About 814 million people tuned in to watch China’s Lunar New Year program on state-run CCTV last week, more than seven times the ratings of the Super Bowl, making the program the world's most-watched event of 2014 so far.

For comparison, the Super Bowl on Feb. 2 drew 111.5 million viewers, making it the most-watched show in U.S. television history. The London 2012 Olympics opening ceremony drew about 900 million viewers.

China Central Television (CCTV) has broadcast the country's five-hour-long, commercial-free New Year celebration, known as Spring Festival Gala, every year since 1983. Chinese families gather to make jiaozi dumplings and watch the show, which features singing, dancing and mini dramas, as well as cross-talk dialogues, martial arts and opera performances, according to CCTV.

More than 700 million people watched the show on CCTV this year, about the same number as last year. And the number of viewers watching online with PCs, laptops, phones or tablets grew 15 percent from last year to 110 million.

Leading Chinese comedy film director Feng Xiaogang led the event and was the first director ever chosen from outside CCTV to direct the gala.

Notable performers included South Korean pop star Lee Min-ho, Harlem Yu from Taiwan, the French actress Sophie Marceau, Hong Kong singer Kelly Chen, actor Tony Leung, pianist Lang Lang and comedian Zhao Benshan.

Many of the performances featured horses, as 2014 is the year of the horse in the Chinese zodiac.

The show also mentioned the “China Dream” multiple times, a socialist idea of collective prosperity and unity endorsed by President Xi Jinping. One of the singers interpreting the "China Dream" idea was mocked by bloggers for making no real progress, as he was walking and running on a treadmill.

Apparently that's not the only part of the show that turned viewers off. More than 60 percent said they were disappointed with the program, according to one survey by the China News Network.
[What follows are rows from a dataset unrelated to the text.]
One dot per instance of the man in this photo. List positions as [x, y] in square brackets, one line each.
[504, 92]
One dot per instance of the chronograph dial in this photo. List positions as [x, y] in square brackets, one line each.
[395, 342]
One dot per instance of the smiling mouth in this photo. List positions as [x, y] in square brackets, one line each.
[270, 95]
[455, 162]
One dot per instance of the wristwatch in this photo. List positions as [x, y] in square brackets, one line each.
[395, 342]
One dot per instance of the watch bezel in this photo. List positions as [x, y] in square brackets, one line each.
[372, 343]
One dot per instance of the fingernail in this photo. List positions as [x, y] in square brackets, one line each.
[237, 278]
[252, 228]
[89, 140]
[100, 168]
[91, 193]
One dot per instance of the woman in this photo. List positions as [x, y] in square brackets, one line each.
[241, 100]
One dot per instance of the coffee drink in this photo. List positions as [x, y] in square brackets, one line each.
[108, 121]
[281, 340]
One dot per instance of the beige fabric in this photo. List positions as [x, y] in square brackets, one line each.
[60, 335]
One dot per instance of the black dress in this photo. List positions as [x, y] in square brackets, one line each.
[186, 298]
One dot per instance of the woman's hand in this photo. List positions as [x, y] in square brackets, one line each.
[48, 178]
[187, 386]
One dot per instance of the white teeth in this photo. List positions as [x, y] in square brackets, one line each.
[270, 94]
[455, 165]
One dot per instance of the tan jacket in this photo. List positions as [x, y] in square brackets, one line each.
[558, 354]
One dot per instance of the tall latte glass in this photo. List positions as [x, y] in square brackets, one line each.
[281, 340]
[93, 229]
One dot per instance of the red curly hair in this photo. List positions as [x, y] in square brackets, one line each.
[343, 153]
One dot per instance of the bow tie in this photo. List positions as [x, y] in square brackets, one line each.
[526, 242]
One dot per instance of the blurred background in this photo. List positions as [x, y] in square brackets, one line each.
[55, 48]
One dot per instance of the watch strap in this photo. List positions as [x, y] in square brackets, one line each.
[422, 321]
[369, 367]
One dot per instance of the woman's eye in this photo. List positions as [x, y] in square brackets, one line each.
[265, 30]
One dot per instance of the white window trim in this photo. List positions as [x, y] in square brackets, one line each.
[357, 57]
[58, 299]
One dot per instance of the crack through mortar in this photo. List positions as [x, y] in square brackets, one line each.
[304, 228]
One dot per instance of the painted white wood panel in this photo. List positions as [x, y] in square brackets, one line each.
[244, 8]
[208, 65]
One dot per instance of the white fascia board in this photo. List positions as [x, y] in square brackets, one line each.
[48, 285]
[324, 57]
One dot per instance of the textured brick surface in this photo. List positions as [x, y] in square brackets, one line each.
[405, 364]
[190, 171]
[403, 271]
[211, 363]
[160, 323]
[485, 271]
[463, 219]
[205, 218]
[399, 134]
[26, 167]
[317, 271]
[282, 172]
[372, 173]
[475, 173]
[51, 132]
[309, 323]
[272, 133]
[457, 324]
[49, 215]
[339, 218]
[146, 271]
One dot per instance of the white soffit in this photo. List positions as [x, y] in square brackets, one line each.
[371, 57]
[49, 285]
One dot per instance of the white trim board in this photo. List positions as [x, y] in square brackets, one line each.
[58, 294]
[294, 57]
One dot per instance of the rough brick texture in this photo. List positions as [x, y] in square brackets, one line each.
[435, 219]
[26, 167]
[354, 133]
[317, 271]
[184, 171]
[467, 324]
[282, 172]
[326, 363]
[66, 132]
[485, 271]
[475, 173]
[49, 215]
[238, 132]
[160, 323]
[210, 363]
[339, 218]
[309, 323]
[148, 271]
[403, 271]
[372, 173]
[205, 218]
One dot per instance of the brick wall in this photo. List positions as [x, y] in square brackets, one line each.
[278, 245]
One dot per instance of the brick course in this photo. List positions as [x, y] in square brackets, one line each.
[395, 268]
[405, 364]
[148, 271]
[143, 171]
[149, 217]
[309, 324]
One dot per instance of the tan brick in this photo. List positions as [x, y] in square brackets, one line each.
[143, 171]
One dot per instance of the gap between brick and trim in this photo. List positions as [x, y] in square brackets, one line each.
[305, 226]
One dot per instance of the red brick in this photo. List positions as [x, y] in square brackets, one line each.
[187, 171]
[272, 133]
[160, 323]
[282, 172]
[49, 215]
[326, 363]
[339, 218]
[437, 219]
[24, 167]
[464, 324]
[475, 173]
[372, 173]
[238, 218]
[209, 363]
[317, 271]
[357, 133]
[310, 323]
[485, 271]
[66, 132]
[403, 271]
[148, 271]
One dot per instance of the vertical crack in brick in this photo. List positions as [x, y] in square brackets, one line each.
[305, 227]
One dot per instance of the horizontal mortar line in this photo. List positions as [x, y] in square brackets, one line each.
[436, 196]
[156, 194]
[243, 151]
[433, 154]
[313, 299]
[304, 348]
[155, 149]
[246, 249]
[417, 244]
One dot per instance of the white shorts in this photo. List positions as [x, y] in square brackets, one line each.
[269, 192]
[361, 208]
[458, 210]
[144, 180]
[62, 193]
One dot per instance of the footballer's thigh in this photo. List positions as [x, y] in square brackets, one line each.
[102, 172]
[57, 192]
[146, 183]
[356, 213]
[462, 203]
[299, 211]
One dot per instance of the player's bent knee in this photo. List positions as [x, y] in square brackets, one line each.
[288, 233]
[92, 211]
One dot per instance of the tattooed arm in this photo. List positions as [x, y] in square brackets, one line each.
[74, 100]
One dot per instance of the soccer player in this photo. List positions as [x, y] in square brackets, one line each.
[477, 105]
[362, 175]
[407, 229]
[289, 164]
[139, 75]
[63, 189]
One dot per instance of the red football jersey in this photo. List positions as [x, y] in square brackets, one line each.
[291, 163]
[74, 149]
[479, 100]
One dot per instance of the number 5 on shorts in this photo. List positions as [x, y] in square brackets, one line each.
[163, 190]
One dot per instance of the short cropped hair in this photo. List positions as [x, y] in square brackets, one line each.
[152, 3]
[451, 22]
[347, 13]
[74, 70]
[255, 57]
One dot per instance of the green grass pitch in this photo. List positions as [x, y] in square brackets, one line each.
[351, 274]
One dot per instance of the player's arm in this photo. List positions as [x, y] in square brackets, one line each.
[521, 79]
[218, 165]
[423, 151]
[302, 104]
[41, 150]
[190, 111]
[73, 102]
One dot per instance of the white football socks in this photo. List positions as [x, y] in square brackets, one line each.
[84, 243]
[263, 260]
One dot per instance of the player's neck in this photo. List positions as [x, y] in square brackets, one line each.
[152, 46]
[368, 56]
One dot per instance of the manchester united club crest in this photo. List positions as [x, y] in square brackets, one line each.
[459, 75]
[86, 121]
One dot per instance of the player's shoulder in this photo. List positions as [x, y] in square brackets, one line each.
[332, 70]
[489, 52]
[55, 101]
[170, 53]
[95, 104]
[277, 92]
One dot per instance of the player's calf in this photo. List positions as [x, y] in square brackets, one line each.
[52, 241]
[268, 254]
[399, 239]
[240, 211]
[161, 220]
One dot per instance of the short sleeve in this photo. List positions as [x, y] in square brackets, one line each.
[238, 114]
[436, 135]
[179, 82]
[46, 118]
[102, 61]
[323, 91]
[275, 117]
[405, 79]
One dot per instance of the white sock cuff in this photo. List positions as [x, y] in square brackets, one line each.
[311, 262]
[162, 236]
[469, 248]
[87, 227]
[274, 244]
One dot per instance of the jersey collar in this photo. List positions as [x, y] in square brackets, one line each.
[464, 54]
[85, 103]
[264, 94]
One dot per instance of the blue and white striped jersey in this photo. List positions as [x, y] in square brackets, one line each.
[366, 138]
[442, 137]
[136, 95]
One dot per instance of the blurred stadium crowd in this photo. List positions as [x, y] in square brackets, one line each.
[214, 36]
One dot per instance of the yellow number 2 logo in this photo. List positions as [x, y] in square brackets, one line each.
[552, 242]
Several young viewers posted photos online of their families, especially of older family members, falling asleep during the program.

"Are you sick of the same old CCTV New Year’s gala regurgitating worn-out political slogans in song and dance?" one writer at the Epoch Times, a newspaper in New York with a focus on China, wrote.

Chinese rocker Cui Jian, known as China’s Bruce Springsteen and whose music is reminiscent of the 1989 pro-democracy movement, was scheduled to appear but then cancelled over censorship concerns.

Many Spring Festival galas hosted by state media and regional ministries were banned by the Communist Party.

CCTV has banned commercials from the program in the past few years in order to encourage austerity.